One of the main flaws with building a website in Flash is that you’re relying on a non-standard plug-in. With traditional web design, there’s a very low technical barrier. HTML & CSS is very well understood and widely supported.
When using a plug-in such as Flash, you’re hoping a number of conditions are true:
- The plugin is installed (not true by default on a lot of computers)
- The version of Flash everyone using is universal
- It’s working properly and is reasonably up to date
- The plug-in has been designed to work with the user’s browser and operating system
Usability is the science or designing things to be easy to use. One of it’s basic rules is the idea of conventions. That things that appear similar, should work in a similar way.
When it comes to Flash websites, a number of these basic browser conventions are broken.
- The “Back” button doesn’t work the same. You can be 10 clicks into the website and when you hit the back button, you’re back at the beginning.
- Links don’t behave the same. If your designer has gone through the effort to underline them (which isn’t the default formatting), they’re often not colored any different.
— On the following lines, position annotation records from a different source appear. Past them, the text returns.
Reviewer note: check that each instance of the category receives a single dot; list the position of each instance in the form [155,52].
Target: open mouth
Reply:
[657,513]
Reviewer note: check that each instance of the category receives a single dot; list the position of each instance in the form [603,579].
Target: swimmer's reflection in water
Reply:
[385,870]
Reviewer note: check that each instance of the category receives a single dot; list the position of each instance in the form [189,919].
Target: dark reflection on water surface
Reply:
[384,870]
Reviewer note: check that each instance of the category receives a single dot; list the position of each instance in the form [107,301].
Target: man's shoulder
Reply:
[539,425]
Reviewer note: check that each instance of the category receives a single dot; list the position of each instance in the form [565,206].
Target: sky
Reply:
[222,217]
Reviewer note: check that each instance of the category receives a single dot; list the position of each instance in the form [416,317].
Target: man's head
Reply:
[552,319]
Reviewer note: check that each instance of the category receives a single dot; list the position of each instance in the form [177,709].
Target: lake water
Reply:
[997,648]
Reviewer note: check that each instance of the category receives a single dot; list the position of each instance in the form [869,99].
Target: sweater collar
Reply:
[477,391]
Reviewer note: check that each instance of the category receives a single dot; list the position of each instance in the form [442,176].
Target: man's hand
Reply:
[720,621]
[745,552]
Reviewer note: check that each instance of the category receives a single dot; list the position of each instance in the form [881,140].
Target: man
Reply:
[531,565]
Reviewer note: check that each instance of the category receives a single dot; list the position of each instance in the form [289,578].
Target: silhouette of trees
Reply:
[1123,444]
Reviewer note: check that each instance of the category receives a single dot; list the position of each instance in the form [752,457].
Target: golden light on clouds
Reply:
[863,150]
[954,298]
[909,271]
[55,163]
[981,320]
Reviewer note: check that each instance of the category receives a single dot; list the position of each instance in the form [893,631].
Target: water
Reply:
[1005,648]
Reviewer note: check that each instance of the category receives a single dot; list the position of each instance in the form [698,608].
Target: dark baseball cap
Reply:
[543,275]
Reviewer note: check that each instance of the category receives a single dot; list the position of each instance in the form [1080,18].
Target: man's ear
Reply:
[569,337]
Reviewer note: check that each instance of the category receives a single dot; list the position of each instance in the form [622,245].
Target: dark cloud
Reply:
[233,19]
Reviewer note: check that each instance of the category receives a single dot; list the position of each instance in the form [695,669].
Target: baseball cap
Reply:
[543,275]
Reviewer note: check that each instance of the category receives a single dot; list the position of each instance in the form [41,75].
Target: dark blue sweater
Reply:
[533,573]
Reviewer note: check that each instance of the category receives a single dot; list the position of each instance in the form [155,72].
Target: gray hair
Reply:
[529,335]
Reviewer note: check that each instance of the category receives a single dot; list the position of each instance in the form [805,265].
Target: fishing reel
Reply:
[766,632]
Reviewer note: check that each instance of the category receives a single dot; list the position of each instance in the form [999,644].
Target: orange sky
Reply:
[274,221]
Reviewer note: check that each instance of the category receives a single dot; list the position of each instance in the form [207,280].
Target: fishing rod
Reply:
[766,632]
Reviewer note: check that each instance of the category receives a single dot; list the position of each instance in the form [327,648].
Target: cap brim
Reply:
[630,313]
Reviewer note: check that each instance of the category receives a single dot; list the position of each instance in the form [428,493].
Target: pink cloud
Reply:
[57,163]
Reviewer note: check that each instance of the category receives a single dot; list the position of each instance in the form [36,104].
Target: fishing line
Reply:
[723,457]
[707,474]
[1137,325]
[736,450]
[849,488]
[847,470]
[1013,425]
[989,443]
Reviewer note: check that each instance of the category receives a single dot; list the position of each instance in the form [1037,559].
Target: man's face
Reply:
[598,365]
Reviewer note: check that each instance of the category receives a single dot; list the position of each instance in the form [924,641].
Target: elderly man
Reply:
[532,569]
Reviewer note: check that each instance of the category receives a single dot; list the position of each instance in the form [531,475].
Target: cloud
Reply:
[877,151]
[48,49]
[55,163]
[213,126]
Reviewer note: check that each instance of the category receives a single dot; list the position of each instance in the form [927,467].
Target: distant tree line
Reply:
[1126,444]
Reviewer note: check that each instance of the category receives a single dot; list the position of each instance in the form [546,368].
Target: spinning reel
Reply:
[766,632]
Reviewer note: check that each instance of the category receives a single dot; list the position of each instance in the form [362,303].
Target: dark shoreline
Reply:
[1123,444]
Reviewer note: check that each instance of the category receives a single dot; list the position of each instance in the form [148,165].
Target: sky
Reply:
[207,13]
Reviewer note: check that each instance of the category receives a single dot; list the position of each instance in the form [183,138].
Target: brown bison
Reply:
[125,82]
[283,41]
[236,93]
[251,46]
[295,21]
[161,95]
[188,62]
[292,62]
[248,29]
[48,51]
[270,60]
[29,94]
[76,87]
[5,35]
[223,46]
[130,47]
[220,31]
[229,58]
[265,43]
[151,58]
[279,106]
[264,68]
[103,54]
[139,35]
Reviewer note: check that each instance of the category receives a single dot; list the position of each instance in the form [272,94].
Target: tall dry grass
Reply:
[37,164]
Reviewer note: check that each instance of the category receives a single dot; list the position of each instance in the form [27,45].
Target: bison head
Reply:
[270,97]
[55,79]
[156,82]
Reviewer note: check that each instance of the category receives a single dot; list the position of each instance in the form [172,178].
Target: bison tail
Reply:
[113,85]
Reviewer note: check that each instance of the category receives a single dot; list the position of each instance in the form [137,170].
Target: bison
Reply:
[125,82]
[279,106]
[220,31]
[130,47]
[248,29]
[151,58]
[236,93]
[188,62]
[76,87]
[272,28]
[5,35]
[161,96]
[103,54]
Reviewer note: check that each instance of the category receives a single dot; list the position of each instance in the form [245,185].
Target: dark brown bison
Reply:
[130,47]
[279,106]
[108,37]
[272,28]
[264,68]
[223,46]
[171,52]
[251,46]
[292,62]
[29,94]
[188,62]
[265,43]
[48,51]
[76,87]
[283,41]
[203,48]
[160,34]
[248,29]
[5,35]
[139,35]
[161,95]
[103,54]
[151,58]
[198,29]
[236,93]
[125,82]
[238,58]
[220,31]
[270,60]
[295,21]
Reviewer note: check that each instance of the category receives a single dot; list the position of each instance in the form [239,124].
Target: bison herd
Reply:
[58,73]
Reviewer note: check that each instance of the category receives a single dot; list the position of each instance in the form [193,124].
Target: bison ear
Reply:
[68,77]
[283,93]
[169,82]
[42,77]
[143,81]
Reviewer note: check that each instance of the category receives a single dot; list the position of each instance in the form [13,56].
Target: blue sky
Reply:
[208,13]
- Text zoom (i.e., increasing/decreasing the text size) doesn’t work reliably in all browsers
- The “Find in page” feature in most browsers will not find and highlight text in a Flash site.
- Printing pages can be difficult or impossible.
When you consider the primary goal of most of your visitors is to collect information, these problems can be deal breakers.
I should note that many of these issues can be addressed by an experienced Flash developer (not always easy to come by). Just expect to pay more for both the experience and the extra time involved.
While you may be tempted to use Flash for the wow factor, it’s not what most users are interested in. Flash adds an extra layer of software to your website which may not work consistently for all users. It also introduces a lot of usability and accessibility problems. Think about using flash elements like a header or a banner to convey a similiar message. When it comes to Flash, think twice.